By Dave Andrusko
Editor’s note. Hard as it is to believe, we are just two weeks away from commemorating the 47rd anniversary of Roe v. Wade. For the past two weeks, we’ve been reposting some of our prior stories written about Roe and its companion case, Doe v. Bolton. The following first appeared in December 2013.
When we flip the calendar over to December, even more than usual, we come to think about the anniversary of an earth-shattering event that will be only seven weeks away: January 22, 1973.
Last year attention focused a great deal around the obvious—that it had been 40 years since seven Supreme Court justices turned abortion jurisprudence upside down. Dissenting Justice Byron White called this an “act of raw judicial power,” adding that the court majority’s “ judgment is an improvident and extravagant exercise of the power of judicial review that the Constitution extends to this Court.”

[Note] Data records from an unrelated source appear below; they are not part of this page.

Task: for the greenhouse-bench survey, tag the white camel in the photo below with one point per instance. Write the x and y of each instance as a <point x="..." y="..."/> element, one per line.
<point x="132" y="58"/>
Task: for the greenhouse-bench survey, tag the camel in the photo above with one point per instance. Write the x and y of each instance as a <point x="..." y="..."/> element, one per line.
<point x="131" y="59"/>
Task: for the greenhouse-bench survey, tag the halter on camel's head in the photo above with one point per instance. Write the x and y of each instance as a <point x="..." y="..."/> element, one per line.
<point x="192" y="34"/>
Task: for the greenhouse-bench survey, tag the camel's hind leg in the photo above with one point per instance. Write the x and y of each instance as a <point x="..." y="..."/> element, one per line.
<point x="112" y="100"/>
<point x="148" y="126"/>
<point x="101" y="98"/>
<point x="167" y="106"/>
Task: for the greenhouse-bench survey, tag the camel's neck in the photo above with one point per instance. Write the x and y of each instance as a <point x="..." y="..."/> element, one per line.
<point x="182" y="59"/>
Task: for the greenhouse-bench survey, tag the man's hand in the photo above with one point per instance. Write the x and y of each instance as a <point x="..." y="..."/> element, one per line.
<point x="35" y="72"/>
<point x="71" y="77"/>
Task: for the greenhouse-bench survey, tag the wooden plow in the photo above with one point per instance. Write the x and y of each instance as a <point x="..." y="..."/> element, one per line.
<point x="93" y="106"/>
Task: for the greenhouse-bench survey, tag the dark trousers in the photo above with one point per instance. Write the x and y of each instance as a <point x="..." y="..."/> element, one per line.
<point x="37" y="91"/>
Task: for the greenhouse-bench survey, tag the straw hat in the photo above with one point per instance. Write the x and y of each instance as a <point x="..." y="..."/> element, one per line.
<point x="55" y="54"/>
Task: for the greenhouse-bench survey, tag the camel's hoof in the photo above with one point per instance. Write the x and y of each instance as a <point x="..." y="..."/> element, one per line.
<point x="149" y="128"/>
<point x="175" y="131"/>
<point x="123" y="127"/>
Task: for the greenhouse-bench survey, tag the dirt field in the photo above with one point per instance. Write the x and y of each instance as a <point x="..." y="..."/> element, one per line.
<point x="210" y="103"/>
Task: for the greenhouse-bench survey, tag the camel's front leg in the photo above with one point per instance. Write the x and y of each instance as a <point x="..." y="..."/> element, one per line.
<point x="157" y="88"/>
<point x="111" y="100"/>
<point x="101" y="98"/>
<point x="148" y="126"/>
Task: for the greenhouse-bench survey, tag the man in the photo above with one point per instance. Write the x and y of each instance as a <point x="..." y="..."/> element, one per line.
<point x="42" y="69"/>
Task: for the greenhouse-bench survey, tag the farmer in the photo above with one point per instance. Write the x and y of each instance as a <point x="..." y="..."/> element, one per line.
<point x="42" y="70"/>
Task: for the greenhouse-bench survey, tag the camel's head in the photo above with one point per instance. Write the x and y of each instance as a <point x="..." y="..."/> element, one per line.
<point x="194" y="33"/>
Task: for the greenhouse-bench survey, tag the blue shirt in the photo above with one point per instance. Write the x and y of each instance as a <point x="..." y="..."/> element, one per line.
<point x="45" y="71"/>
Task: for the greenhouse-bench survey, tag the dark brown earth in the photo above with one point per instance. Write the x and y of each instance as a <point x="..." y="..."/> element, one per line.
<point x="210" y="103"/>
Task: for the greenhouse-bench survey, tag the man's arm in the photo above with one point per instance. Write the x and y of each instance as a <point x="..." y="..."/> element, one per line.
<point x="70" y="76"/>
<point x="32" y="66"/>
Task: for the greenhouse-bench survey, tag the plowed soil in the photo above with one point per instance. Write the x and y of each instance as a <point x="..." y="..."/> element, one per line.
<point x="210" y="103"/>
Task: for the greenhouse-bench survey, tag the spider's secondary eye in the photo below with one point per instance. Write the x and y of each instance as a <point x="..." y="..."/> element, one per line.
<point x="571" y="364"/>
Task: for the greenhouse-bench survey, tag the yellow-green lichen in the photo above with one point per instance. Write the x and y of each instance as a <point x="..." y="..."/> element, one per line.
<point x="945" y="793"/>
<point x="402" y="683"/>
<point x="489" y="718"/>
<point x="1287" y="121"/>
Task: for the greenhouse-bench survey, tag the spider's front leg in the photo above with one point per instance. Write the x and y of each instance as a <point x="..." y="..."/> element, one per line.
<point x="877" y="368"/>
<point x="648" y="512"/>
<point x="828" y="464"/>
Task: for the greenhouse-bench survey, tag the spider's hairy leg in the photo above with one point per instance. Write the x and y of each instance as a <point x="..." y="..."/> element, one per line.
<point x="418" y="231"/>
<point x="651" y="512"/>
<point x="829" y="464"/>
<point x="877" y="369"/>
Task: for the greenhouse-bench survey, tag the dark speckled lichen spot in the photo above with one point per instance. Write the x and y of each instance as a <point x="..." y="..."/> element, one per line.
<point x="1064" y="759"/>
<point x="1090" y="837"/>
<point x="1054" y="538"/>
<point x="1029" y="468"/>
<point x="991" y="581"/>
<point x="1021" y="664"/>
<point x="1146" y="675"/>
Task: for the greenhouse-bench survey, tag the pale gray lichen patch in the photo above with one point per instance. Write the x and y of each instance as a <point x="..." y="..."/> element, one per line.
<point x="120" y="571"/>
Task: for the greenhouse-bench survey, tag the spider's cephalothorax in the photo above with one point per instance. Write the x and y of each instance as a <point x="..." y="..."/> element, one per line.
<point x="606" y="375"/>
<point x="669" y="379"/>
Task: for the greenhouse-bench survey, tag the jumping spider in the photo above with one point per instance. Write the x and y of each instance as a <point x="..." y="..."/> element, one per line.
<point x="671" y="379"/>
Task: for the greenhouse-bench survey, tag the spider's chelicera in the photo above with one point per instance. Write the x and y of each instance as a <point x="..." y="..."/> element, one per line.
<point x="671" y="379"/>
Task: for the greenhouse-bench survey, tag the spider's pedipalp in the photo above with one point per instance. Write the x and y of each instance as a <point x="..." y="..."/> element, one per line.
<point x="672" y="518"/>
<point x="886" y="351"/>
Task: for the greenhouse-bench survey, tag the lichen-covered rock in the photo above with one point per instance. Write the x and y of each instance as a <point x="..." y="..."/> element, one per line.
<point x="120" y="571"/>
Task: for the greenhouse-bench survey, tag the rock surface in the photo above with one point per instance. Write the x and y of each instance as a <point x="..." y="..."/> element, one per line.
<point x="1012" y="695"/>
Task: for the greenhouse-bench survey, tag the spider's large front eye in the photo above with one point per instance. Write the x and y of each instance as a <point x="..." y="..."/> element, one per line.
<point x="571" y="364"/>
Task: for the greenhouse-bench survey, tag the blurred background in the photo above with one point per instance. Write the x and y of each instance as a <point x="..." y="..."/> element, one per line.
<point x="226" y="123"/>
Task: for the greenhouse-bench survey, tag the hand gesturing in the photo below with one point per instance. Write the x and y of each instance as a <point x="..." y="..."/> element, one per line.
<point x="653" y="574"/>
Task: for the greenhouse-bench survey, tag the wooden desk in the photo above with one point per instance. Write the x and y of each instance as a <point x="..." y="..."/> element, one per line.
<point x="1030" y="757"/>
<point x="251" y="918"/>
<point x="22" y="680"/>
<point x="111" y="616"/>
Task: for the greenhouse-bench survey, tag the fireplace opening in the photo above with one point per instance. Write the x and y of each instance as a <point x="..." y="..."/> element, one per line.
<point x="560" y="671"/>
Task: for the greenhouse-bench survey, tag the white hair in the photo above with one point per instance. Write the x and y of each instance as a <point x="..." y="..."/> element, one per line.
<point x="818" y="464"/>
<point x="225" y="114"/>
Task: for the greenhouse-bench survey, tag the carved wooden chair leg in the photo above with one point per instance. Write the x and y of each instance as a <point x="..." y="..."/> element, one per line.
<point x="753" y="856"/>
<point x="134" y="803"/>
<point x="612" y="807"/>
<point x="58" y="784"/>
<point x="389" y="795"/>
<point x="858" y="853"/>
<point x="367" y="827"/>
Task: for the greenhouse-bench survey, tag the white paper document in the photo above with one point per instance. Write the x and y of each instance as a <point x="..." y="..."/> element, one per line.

Let’s begin by talking about what you hear in a 4-minute long, grainy kinescope of “CBS Evening News” from January 22, 1973.
The video begins with anchor Walter Cronkite looking up for the cue when he will be on camera as we hear the roll call of the names of all the correspondents who would be reporting from around the world. (Pretty impressive list, by the way, not only of journalists but also of the breadth of coverage.)
Cronkite announced that an unnamed “landmark decision” that day had “legalized abortions,” a moment later adding, “during the first three months.” Correspondent George Herman took it from there to explain the details.
In light of the ancient technology (and the over four decades that have passed), I couldn’t help thinking of Cronkite’s “You are There” series which used real network correspondents to tell historical stories as if those stories were being televised live. Only this, of course, was not a re-enactment from the past, but living history.
Alas, Herman, like Cronkite and all correspondents, only partially described the decision[s] accurately. Herman alluded to a second case but did not clarify that it was Roe’s companion case—Doe v. Bolton—that fleshed out the expansionary impact of what Roe meant.
Three things stood out in Herman’s report, besides the initial error of reporting Roe as if it limited abortion to the first trimester.
One was a reference that later in pregnancy “the states may take legal action to protect the unborn child”! “Child”?
Second, the decision[s] “thus sets limits on the right to abortion on demand,” which, in fact, Roe and Doe did not.
Third, and this is key to understanding where Justice Harry Blackmun, the author of Roe and Doe, was in 1973 (he became much more of an ardent pro-abortion feminist in later years), Herman reported, “In effect the court made abortions subject only to the decision of the pregnant woman’s doctor.” Not the woman, but “the pregnant woman’s doctor.”
Two guests were briefly interviewed. The first was Alan Guttmacher, “president of the Planned Parenthood Federation of America and a leader in the International Planned Parenthood Federation in the 1960s and early 1970s,” according to the Guttmacher Institute, formerly known as the Alan Guttmacher Institute. Guttmacher was spun off from PPFA in 1968 and has ever since earned the misbegotten reputation as a non-partisan source of abortion-related information.
Guttmacher told CBS Evening News, “I think to raise the dignity of a woman and give her freedom of choice in this area is an extraordinary event.” January 22, 1973, he accurately predicted, would be seen as a “historic day.”
Father James McHugh gave the pro-life response. At the time McHugh was executive director of the U.S. Bishops’ Office for Pro-Life Activities. McHugh (who later became Bishop McHugh) spoke of the decision having withdrawn “human rights” from the unborn.
“The judgment of the court will do a great deal to tear down the respect previously accorded human life in our culture,” he accurately predicted.
In case you think our Movement has not made an enormous difference, consider this. Near the end Herman remarks, “New York State, among others, already has liberalized abortion. Now the rest of the country must follow suit.”
He concludes by remarking matter-of-factly, “If the experience of New York State is any guide, America will eventually have one abortion for every two births.” [Emphasis added.]
Just yesterday we reported on the continued decline in the number of abortions, the abortion rate, and the abortion ratio. Tremendously encouraging news.
And why this has come to pass—and not a fulfillment of Herman’s prophecy? For one reason and one reason only: you.